#COVID-19Inequalities! ‘We're Locked-down but others are Locked-out’: Lock-downs and the Plight of Freetown's Homeless

May 18, 2020

Tanzila Sankoh giving out freshly cooked meals to the homeless in Freetown during lock-down ©UNDP Sierra Leone.

#Humanity matters.

It is Ramathan. She is observing. 

Earlier on that evening, the president announced another three-days of lock down. Her heart is unsettled because there are some people going to be locked out. Not locked out from homes, no, because they don’t have homes. So, they are locked out from means of survival - basic, yet very important for life and livelihood.

This was one of our staff Ms. Tanzila Watta Sankoh – Team Lead of the ‘Sustainability and Inclusive Local Economic Development’ cluster in Sierra Leone on the night of May 2nd, 2020. 

Having observed the suffering of the homeless and helpless street dwellers of Freetown during the last lock-down, Tanzila decided to do something as a person, as a human being, as a daughter of the soil-Sierra Leone, and, as a staff member of the United Nations. 
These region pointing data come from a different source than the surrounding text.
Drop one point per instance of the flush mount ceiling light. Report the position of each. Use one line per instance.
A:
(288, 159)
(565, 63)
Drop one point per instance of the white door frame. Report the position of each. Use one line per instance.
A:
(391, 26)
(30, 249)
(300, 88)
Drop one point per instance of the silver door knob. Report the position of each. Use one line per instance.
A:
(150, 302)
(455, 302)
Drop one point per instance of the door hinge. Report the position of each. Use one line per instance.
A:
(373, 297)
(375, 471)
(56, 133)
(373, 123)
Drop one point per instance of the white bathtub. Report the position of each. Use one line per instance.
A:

What can I do? What could we do? Yes, the UN through World Food Programme (WFP) is already providing food relief to vulnerable people through the Government of Sierra Leone but, few if any of these people [street dwellers] would have accessed this food given their circumstances and societal attitudes towards them. And, if they do get the dry foods, how will they have it cooked? They are homeless! These thoughts boggled her mind.

I, We must do something!

At around 4:00AM she decided to start calling (and texting when they never picked up) fellow staff members to join her and UNDP’s efforts to not leave the homeless behind during the lockdown. It may not be much but the gestures is what matters most…showing that we care and that we are together in this matters a lot more. Just come and support” she would tell half-sleepy colleagues on phone. By the break of dawn, she had some staff and members of “our good old friends” the One family People (OFP) – a civil society organization that advocates for the rights of Persons With Disabilities with her. Together they quickly pooled resources and organized freshly cooked meals and drinking water which they served to over 300 homeless people, persons with disabilities and street children in Freetown. 

“It is sad to see that there are people out here with nothing to survive on during the lock-down. With this gesture, we would like to ease both the physical and emotional impacts of the 3-day national COVID-19 lockdown on the homeless”. Tanzila Sankoh.

Moved by the outcome of the action, the UNDP Resident Representative Dr. Samuel Doe said, “we would like to continue helping out in this area not just as a one-off but more often during this pandemic more especially during the lock-downs.”

Indeed, Ms. Tanzila is set to continue providing meals for the homeless and helpless in Freetown…”if I had it in my powers I would do it for the entire country’s homeless because Freetown is not Sierra Leone, we have so many people on the streets, many with disabilities from the Civil War, others are even Ebola orphans.”

While dry food items are being distributed to vulnerable communities and individuals as part of the national response to COVID-19, the ‘wet-feeding’ approach is an intervention are yet to venture into. Tanzila is currently soliciting funds to scale-up the ‘act of kindness’ in the event of another lock-down. 

“It truly leaves no one behind because it caters for those society has forgotten like those with mental illnesses who will not get the dry foods because they are not accounted for, in our world they are invisible and ostracized, yet they are also people. Thanks to UNDP for this thoughtful act of kindness.” Edward Emmanuel, team Leader, One Family People.